A working group of charter and District officials wanted $3,235, but Council Chairman Vincent C. Gray that only $3,000 is feasible. The hike would cost $868,000, most of which would come from money that had been set aside to service the District's debt.
The facilities fee boost is not likely to quell the debate over funding equity. Charter school supporters say they are concerned that the proposed new D.C. teachers contract, which would provide a 5-year, 20 percent raise and -- if a privately financed performance pay provision is implemented, boost some salaries well beyond the $100,000 range -- will add to their financial disadvantage.
Attorney General Peter Nickles pushed back on that argument Tuesday. Responding to a query from Council member Muriel Bowser (D-Ward 4), Nickles wrote that because the base salary increases are funded through the uniform per pupil formula, the contract creates no new financial obligations for the District.

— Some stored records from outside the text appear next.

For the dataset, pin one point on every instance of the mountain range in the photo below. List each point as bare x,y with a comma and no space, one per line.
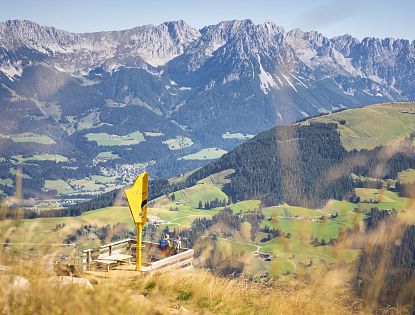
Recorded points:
168,97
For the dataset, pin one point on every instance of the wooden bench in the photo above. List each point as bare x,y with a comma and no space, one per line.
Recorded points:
107,262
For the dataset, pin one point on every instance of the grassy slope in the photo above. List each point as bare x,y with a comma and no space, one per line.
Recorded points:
373,125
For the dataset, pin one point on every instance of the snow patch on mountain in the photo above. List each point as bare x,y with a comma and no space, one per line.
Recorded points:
266,80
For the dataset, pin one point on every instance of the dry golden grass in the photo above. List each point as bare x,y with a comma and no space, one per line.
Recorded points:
197,292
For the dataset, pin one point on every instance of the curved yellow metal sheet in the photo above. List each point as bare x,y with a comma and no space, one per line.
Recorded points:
137,197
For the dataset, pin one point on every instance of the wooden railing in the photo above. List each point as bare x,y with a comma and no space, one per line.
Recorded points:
153,258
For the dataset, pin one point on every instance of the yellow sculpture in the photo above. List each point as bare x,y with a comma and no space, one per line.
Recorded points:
137,197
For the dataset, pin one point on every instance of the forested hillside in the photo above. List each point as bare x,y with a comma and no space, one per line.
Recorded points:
303,165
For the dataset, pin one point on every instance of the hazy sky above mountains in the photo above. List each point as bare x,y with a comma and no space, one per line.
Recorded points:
360,18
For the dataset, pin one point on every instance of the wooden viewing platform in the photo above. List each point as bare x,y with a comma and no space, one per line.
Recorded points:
124,252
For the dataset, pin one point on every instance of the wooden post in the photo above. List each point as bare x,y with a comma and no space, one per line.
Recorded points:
139,247
88,259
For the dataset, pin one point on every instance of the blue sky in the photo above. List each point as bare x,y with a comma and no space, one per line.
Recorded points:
359,18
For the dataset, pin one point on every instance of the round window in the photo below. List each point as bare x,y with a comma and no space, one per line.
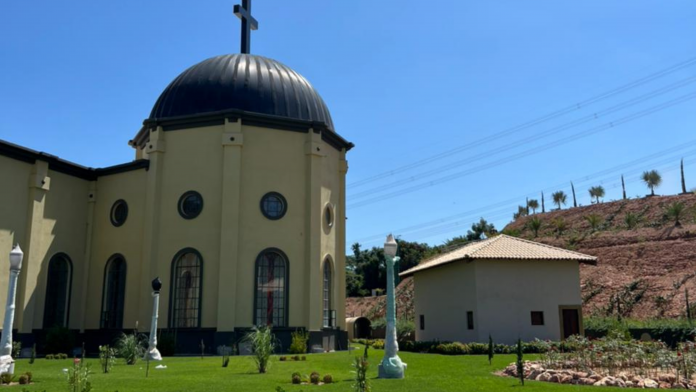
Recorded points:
190,204
119,213
273,205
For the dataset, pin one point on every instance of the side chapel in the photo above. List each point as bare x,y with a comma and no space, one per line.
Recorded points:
235,199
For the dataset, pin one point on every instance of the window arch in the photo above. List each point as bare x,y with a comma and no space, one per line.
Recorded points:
113,297
327,292
187,276
58,285
271,289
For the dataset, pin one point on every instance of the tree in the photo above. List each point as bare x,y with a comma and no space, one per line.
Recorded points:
594,220
675,211
597,192
481,229
652,180
534,224
559,198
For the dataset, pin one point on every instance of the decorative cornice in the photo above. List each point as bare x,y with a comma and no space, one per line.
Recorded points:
24,154
248,118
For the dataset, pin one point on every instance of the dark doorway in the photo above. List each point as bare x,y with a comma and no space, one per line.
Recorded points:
570,322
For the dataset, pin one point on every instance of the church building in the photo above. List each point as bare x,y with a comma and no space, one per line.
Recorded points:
235,199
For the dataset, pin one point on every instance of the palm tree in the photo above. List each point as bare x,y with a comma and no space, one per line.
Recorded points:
597,192
559,198
534,224
652,179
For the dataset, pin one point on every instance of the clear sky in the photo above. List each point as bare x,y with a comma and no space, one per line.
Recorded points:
404,80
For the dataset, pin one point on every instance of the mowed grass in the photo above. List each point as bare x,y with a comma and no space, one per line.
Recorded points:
426,372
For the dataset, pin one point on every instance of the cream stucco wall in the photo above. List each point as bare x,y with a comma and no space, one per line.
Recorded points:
501,293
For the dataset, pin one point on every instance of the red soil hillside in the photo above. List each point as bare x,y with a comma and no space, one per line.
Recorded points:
644,271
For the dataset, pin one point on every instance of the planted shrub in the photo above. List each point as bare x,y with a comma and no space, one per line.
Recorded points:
107,356
299,342
262,345
131,347
362,383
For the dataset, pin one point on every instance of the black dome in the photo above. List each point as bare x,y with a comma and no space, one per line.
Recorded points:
242,82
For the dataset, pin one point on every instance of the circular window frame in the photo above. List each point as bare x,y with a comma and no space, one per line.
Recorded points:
329,211
282,199
112,213
180,205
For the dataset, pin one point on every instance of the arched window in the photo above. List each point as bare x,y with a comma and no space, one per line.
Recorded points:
114,294
327,291
271,298
57,302
186,290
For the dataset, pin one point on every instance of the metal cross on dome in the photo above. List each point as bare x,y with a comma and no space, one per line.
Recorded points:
243,12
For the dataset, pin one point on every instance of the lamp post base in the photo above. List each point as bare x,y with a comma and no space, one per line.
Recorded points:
391,368
153,354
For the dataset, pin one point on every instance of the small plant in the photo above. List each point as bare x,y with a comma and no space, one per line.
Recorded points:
296,378
6,378
299,342
16,349
131,347
78,377
107,356
631,220
262,345
362,383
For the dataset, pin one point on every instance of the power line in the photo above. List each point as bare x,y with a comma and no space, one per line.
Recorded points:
532,151
529,139
577,106
510,203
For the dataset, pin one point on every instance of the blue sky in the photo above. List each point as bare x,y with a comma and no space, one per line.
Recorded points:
404,81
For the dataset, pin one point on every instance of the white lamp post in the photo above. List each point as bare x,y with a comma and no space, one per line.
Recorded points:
152,352
391,365
16,257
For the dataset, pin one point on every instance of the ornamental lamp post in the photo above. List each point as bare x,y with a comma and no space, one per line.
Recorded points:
6,361
391,365
152,353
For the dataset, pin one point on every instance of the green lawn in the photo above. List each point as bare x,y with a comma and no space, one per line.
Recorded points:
426,372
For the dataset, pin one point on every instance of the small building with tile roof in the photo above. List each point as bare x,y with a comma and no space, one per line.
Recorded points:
505,287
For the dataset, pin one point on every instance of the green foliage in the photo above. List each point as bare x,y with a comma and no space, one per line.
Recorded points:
630,220
675,211
597,192
594,221
362,383
131,347
59,340
107,357
652,180
520,361
534,224
299,342
533,204
16,349
78,378
262,346
559,198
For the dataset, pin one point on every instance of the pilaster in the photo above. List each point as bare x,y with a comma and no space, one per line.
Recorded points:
313,287
39,185
232,143
150,260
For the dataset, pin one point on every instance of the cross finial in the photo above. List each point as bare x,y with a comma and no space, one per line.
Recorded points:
243,12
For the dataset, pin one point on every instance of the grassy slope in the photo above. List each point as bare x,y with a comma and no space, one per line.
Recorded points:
426,372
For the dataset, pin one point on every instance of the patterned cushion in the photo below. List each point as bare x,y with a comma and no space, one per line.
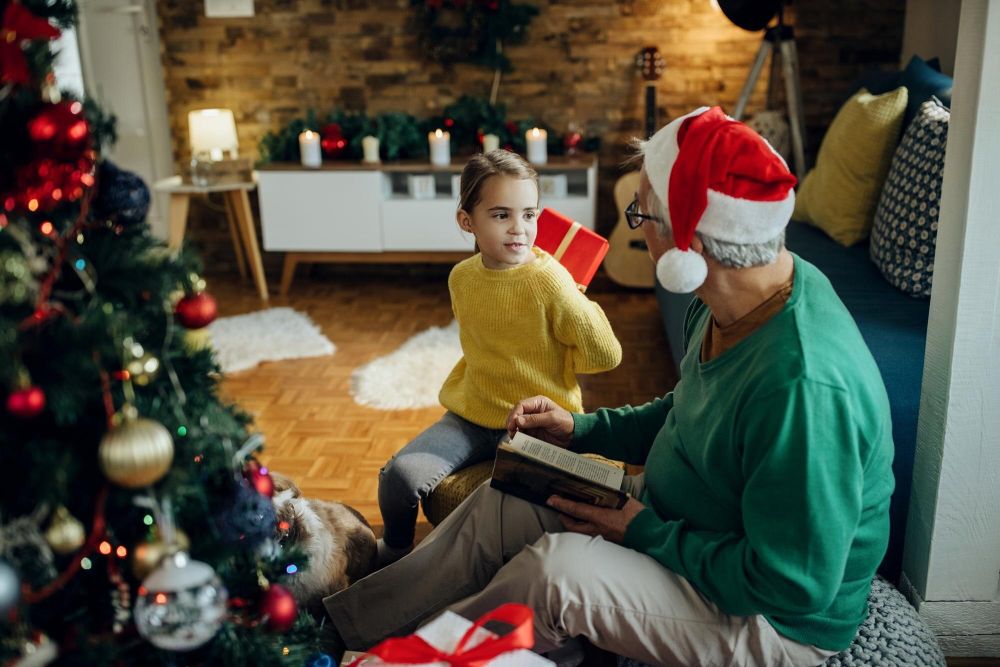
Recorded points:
892,635
905,228
840,193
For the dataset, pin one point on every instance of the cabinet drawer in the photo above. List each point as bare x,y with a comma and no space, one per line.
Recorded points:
409,224
320,211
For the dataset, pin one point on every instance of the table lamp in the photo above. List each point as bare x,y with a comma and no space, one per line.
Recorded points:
213,131
215,148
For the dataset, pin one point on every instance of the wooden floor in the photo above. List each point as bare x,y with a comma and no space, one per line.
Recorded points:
333,447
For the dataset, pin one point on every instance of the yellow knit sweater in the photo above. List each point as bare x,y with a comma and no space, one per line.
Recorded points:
524,331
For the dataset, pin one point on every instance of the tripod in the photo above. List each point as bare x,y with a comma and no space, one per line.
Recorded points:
783,37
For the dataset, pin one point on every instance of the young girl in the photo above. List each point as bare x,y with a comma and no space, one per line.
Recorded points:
525,329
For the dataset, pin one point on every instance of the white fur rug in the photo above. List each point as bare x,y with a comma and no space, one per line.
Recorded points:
243,341
410,377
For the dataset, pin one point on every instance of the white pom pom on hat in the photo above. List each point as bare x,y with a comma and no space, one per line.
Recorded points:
681,271
716,175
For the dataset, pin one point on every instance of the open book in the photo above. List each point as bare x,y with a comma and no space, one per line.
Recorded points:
533,469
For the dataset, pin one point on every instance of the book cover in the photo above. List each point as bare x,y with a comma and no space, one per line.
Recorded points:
533,469
574,246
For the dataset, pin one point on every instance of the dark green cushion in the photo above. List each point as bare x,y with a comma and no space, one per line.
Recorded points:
922,80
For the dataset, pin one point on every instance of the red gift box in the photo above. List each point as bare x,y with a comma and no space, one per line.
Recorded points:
574,246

"Charter schools will receive the same uniform per student funding amount that the mayor has proposed in the Fiscal Year 2011 budget and can use that amount (or any other funds) to provide the teacher raises they deem appropriate," Nickles wrote.
Barnaby Towns, a spokesman for the charter advocacy group FOCUS ( Friends of Choice in Urban Education) called Nickles' letter "the standard administration line" that ignores the inequities out side the funding formula.